O espírito sempre evolui por intermédio das propriedades da Força, da Energia e da Luz, desenvolvendo o seu criptoscópio, o seu intelecto e a sua consciência, que são comandados pelos atributos individuais e relacionais, sejam eles inferiores ou superiores, positivos ou negativos, respectivamente, então todos os espíritos são inteligências, já que se encontram em demanda para a Inteligência Universal, o que implica em dizer que eles possuem o poder e a ação, os quais representam a vida, que são inerentes aos estágios evolutivos em que eles se encontram, que tanto podem ser utilizados para o bem como para o mal.

Quando qualquer ser humano desencarna, a sua obrigação é retornar para o seu Mundo de Luz de origem, que lhe é próprio, tornando a fazer parte integrante do Astral Superior, e, conforme seja o seu estágio evolutivo, da plêiade do Astral Superior, para que lá possa exercer a prática do bem em todos os sentidos, principalmente em relação aos espíritos que se encontram encarnados neste mundo Terra, que é o nosso mundo-escola.
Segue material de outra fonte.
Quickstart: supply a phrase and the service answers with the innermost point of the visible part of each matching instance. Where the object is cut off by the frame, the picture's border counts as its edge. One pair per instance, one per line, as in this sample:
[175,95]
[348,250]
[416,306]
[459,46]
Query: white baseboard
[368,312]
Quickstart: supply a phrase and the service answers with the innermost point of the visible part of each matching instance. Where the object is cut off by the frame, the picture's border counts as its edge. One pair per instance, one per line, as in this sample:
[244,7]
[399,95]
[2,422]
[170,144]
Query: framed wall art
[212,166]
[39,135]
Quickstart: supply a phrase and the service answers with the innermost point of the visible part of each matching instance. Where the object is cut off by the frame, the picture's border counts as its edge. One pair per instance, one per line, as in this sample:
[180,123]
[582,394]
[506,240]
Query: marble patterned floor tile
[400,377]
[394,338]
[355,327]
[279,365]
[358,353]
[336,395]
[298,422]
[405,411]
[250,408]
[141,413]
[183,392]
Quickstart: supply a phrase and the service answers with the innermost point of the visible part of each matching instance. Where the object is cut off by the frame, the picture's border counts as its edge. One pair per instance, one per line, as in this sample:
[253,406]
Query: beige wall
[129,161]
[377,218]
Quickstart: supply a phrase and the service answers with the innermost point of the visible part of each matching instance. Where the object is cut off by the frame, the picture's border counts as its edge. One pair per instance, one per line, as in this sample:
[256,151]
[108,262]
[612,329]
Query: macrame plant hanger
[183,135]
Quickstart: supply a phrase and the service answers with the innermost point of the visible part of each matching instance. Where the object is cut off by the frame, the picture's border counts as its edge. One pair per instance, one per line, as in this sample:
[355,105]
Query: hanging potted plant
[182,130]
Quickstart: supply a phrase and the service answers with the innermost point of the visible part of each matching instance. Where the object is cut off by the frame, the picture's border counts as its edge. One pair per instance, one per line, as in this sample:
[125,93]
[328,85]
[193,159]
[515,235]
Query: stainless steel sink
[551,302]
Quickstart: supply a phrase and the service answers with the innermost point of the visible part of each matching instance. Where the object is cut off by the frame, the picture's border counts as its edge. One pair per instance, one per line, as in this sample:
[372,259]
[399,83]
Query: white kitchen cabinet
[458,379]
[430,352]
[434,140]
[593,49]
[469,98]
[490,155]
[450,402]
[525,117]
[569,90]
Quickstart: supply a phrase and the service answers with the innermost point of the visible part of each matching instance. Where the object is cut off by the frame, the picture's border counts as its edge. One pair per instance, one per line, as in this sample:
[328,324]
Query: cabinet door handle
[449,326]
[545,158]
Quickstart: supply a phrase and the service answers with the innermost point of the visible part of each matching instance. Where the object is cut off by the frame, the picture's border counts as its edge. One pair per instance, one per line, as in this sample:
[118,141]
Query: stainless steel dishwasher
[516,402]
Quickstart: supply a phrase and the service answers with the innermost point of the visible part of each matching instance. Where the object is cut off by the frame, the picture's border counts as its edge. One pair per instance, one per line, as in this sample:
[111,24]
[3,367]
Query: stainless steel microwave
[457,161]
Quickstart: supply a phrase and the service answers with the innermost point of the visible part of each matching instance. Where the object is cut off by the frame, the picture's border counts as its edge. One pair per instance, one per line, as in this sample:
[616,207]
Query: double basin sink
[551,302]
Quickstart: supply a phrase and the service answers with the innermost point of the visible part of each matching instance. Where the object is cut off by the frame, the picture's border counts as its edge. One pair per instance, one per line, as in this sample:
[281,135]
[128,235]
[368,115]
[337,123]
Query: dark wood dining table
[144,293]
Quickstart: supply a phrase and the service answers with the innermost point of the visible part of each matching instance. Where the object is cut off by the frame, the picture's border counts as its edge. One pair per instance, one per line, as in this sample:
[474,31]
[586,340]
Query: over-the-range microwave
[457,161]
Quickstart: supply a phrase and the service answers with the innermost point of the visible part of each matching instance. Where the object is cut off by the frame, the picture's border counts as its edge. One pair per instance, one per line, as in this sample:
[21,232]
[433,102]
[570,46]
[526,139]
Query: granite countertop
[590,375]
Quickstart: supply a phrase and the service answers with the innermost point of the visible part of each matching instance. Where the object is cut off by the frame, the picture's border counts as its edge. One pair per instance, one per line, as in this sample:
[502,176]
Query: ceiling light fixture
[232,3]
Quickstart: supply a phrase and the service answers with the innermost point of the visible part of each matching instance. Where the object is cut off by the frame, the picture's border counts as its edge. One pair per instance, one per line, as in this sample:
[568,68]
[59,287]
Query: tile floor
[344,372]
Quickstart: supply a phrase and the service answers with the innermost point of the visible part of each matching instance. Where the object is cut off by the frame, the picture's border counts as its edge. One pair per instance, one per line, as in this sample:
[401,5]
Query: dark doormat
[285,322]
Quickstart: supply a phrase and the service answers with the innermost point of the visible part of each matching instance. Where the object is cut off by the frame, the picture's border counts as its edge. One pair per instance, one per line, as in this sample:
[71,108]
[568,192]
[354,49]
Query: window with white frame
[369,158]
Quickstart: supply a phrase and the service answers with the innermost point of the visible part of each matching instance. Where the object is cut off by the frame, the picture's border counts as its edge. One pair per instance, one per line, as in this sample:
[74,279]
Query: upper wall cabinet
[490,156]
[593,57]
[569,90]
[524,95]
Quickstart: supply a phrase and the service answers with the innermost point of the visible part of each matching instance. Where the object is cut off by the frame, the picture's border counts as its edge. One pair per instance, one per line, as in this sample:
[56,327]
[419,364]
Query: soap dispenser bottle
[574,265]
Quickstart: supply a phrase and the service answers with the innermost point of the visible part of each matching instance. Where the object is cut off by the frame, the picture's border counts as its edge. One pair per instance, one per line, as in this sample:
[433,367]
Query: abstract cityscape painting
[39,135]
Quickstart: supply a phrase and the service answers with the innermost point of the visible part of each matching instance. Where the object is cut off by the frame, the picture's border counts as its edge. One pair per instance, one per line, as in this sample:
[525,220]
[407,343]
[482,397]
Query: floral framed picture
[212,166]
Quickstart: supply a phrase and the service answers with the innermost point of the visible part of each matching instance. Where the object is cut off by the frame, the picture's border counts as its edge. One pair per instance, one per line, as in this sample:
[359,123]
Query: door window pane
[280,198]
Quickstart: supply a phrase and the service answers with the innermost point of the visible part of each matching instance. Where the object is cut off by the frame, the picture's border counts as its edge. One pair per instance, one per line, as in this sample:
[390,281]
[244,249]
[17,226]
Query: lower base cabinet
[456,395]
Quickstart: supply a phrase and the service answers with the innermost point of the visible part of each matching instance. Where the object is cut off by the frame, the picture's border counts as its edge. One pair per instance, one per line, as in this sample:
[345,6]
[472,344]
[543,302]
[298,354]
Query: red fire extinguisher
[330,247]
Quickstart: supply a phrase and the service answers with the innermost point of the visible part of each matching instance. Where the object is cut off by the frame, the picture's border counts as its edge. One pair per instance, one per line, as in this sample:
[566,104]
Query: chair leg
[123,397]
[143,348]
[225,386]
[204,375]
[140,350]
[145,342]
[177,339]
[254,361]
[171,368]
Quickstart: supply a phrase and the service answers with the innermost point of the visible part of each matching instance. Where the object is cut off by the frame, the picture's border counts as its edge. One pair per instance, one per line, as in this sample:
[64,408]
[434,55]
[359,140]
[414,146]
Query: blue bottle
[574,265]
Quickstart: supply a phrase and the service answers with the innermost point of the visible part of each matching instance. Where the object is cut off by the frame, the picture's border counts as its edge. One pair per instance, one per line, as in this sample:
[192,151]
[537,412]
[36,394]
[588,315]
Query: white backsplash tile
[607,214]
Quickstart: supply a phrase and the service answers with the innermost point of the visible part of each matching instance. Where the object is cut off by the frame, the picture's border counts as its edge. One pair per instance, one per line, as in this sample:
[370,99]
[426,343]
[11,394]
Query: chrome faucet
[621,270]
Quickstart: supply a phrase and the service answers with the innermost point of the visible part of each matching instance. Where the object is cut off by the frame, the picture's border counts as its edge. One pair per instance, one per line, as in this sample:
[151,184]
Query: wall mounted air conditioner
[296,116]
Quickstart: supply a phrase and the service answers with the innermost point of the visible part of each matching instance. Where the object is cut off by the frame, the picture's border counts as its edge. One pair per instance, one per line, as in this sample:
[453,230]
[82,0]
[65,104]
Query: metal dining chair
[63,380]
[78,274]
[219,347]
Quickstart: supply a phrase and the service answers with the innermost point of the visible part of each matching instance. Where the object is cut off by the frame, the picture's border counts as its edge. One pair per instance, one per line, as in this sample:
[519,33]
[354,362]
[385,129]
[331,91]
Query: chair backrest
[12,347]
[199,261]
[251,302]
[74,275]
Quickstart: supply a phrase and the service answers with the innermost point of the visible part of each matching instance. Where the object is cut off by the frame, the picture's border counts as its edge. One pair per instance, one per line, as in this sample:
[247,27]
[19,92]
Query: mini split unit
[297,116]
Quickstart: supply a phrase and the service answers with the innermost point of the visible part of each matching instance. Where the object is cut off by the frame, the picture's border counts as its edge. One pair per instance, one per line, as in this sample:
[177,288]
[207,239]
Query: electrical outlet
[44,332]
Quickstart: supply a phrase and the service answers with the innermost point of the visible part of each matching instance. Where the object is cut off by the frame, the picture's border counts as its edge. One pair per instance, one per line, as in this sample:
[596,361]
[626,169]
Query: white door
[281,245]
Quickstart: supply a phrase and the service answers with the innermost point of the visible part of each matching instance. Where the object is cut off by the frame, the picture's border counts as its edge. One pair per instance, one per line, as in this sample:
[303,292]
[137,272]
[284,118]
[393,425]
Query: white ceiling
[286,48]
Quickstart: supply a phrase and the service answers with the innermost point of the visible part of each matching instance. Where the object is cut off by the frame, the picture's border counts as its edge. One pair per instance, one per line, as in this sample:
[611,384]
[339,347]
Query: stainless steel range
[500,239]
No entanto, infelizmente, quando o espírito se encontra encarnado, ele geralmente se deixa levar pelo ambiente fluídico da atmosfera terrena, materializando-se, quando então os seus desejos desordenados passam a ser considerados acima de tudo e de todos, fazendo emergir os seus atributos individuais inferiores e os seus atributos relacionais negativos, que comandam aos seus órgãos mentais, ou seja, o criptoscópio, o intelecto e a consciência. Assim, ele passa a produzir sentimentos inferiores e pensamentos negativos, em conformidade com esses seus baixos atributos, por conseguinte, ele passa a vibrar magneticamente, a radiar eletricamente e a radiovibrar eletromagneticamente, em consonância com esses seus sentimentos e pensamentos produzidos, cujas vibrações magnéticas, radiações elétricas e radiovibrações eletromagnéticas emanam da sua aura, formando as mais diversas correntes que se encontram na atmosfera terrena, que é a aura da Terra.

Os espíritos obsessores quedados no astral inferior observam a aura desse espírito que se encontra encarnado e, a seguir, passam a obsedá-lo, no que são acompanhados por outros que lhes são afins, ressaltando que esse espírito encarnado também é afim aos seus obsessores. Feita essa ligação de baixa natureza, esse espírito encarnado passa a engendrar mil e uma maneiras de satisfazer aos seus desejos desordenados, no que é incentivado e auxiliado pelos seus obsessores, passando assim a servir de instrumento, consciente ou inconscientemente, para as ações voltadas para o mal. Estando assim voltado para o mal, o seu corpo fluídico fica impregnado de fluidos pesados, deletérios, grosseiros, doentios, por isso ele fica materializado, e estando assim materializado, após a sua desencarnação, fatalmente ele irá engrossar as fileiras dos espíritos obsessores quedados no astral inferior, indo fazer parte de alguma das suas falanges, em decorrência, passando a obsedar aos espíritos que se encontram encarnados.